New research has found that over 200 trials which were previously disrupted from the COVID-19 pandemic by delayed initiation and slow or suspended enrolment are now ongoing or completed.

According to Globaldata, this represents a 3.2-times increase compared to last month. This upward trend for clinical trial delays may begin to slow further as more companies adjust to conducting clinical trials during COVID-19, along with a possible shift toward virtual trials.

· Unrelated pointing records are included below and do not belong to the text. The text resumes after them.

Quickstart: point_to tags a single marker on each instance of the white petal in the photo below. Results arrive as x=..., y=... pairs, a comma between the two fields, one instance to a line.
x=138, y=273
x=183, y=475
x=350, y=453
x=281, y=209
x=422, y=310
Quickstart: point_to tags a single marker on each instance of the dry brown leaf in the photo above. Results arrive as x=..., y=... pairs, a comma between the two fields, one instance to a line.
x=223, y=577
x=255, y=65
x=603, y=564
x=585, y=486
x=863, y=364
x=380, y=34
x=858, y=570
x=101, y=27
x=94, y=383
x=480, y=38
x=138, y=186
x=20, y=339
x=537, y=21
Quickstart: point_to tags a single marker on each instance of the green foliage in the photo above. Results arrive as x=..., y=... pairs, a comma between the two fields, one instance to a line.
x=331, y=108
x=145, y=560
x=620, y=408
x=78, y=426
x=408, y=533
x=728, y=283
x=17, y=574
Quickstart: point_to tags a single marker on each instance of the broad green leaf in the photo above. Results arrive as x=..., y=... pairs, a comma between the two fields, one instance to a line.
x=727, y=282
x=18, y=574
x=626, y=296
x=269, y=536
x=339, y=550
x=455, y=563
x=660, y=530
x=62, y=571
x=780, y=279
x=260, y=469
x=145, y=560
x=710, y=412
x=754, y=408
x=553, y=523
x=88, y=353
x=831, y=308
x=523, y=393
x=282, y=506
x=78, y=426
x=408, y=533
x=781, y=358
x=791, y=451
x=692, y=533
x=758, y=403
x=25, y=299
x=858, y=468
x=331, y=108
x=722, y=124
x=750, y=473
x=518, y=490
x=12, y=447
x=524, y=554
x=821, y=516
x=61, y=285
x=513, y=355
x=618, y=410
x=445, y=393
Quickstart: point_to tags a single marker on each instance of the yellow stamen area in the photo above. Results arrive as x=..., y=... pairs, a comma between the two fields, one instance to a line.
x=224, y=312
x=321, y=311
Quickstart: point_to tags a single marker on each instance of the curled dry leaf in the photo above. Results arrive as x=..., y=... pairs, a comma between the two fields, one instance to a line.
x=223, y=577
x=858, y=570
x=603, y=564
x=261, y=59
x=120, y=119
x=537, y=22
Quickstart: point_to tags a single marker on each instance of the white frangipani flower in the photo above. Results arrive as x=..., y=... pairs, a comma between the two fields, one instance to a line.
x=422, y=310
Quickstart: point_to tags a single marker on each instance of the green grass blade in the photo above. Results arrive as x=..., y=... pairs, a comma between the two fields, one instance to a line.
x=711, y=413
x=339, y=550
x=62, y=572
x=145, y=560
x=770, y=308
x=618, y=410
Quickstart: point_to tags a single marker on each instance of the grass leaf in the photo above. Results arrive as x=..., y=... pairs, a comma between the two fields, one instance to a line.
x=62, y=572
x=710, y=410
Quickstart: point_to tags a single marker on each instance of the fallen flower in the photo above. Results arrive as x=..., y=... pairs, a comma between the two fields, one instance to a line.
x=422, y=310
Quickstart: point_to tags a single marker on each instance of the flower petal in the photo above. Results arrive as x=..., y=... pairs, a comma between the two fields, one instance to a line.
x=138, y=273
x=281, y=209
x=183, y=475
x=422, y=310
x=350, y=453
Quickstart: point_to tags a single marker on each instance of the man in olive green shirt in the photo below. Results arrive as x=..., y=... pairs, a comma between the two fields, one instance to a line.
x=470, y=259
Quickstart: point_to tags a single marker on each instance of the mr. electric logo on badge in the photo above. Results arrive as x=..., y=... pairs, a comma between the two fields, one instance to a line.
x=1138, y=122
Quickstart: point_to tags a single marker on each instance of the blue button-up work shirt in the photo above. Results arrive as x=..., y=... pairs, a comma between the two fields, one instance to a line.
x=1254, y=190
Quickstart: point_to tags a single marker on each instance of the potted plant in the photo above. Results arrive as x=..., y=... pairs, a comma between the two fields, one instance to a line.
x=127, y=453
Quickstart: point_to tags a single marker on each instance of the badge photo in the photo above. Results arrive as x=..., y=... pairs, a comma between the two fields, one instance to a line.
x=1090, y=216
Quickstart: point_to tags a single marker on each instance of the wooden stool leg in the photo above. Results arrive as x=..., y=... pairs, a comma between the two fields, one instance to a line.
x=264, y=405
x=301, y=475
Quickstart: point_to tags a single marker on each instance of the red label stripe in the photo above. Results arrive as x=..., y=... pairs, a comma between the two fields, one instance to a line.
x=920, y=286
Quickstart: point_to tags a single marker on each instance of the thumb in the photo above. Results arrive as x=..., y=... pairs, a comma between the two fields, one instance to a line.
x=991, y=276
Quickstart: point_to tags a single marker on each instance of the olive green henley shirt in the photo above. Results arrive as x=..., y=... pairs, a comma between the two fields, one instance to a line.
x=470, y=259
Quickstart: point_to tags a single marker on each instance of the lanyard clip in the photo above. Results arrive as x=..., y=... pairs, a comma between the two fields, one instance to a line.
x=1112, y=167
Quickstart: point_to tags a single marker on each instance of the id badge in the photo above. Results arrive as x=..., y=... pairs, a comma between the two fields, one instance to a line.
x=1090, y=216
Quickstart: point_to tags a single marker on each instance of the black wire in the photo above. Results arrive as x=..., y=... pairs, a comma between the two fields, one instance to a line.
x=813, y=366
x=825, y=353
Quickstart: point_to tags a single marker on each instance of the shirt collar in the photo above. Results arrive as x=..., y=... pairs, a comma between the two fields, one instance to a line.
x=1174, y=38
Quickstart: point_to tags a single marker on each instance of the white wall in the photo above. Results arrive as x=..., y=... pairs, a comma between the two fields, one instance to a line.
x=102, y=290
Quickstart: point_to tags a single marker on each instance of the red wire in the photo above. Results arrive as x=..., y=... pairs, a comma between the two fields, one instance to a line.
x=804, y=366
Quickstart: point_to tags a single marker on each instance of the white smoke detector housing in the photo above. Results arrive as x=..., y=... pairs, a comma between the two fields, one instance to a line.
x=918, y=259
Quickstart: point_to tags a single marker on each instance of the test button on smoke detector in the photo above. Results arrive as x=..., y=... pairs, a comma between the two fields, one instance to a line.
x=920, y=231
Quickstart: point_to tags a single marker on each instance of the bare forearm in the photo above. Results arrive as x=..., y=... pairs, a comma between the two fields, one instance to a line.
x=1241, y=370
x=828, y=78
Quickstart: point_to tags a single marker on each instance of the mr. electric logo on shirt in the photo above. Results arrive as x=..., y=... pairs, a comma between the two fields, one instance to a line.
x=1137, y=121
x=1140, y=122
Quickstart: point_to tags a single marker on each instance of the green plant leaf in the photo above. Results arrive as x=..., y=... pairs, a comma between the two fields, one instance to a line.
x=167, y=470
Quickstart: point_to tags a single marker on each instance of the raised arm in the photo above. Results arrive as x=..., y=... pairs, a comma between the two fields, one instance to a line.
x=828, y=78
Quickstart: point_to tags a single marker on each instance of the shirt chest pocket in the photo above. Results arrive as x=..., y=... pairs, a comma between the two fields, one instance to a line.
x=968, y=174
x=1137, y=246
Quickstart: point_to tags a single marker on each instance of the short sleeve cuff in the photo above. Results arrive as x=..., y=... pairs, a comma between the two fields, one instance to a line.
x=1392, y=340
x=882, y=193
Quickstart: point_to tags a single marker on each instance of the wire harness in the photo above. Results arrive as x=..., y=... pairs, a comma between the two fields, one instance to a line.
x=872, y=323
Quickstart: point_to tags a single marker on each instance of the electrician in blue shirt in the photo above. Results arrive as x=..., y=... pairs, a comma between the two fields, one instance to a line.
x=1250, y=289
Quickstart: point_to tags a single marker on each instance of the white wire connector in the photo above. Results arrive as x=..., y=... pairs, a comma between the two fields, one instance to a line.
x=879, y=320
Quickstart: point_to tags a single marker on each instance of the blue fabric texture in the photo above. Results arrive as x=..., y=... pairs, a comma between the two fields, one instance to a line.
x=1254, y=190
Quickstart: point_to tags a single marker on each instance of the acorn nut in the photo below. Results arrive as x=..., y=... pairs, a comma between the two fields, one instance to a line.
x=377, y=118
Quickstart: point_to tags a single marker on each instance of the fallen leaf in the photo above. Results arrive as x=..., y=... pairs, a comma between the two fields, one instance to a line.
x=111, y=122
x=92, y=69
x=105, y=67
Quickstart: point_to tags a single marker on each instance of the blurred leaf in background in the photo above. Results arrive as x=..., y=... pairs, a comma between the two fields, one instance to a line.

Brooke Wilson, Associate Director of Trials Intelligence at GlobalData, commented: “The number of disrupted clinical trials and organisations has continued to grow over the last three months. This trend is most noticeable between April and May, but has begun to slow. Suspension of enrolment accounted for 61.5 percent of the disruptions. Over all three months, 14 percent of the disrupted clinical trials are specifically pivotal/registrational, giving an indication that there will be an impact on regulatory approvals in the future.”

Globaldata graph

“Many hospitals that serve as trial sites were inundated with COVID-19 patients and are no longer available. For that same reason, many investigators may be repurposed to COVID-19 drug discovery trials or treating COVID-19 patients, or activation of sites for non-COVID-19 trials are being de-prioritised. There is also a high risk to subjects in a clinical trial who have a serious chronic or acute condition that affects their immune system, giving them a greater chance of contracting COVID-19,” Wilson continued. “The FDA has issued guidance for industry, investigators and institutional review boards on conducting clinical trials during the COVID-19 pandemic. Methods that could help keep the research going include virtual visits, phone interviews, self-administration and remote monitoring. These suggestions could help trials that are being met with subject quarantine and travel limitations, clinical site closures and interrupted supply chains.”